Le problème des Frères, dans leur rapport à la démocratie, c’est qu’ils sont en proie à plusieurs processus qui augmentent la tension structurelle entre l’organisation et le référentiel démocratique : la salafisation d’une bonne partie de leurs bases, la domination au sein du bureau de la guidance de tendances salafistes et qotbistes, la marginalisation croissante de la tendance démocratique des supporters de Abdelmeneim Abou al-Futuh et un processus de "ruralisation" du leadership qui montre bien l’affirmation géographique du Delta au sein des Frères au détriment des Frères des métropoles (la mobilisation pendant le soulèvement l’a bien montré, et elle aussi aura ses répercussions) ce qui, en matière d’ouverture, n’arrange rien.
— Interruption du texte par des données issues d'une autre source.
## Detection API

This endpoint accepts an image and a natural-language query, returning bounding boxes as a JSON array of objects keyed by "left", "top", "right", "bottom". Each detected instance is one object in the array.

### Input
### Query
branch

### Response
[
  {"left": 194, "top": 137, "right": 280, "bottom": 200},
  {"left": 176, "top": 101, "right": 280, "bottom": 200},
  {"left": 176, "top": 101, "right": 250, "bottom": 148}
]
Face à cette résurgence conservatrice multipôle au sein des Frères, qualifiée de "régression" par certains experts sur la confrérie comme Amr Hamzawi, l’ouverture de la scène politique peut inquiéter, mais il faut bien être conscient que l’ouverture est un énorme défi aussi pour les Frères, car il met en péril toute une culture politique : avec l’ouverture, les Frères vont devoir choisir entre salafisme et démocratie. Et pour cela, il est important que l’esprit de la révolution s’impose comme garant des principes-cadre du système politique post-autoritaire, et que les acteurs politique qui l’investiront en respectent les contraintes.

Les lignes défendues dans le dernier communiqué du "Front de soutien à la révolution" qui regroupe la plupart des forces mobilisées ces trois dernières semaines sur la place Tahrir pourraient servir de cadre : la réforme de la constitution fondée sur le principe de la citoyenneté, et les appels insistants pour fonder un "Etat civil" (dawla madaniyya), au sens de "ni militaire, ni religieux" sont l’incarnation de l’esprit de la révolution.

Un des multiples défis pour les Frères sera bien de savoir comment se positionner face à l’esprit d’une révolution "post-islamiste" qu’ils ont appuyé – et en partie encadré- tout en étant largement étrangers à ses valeurs.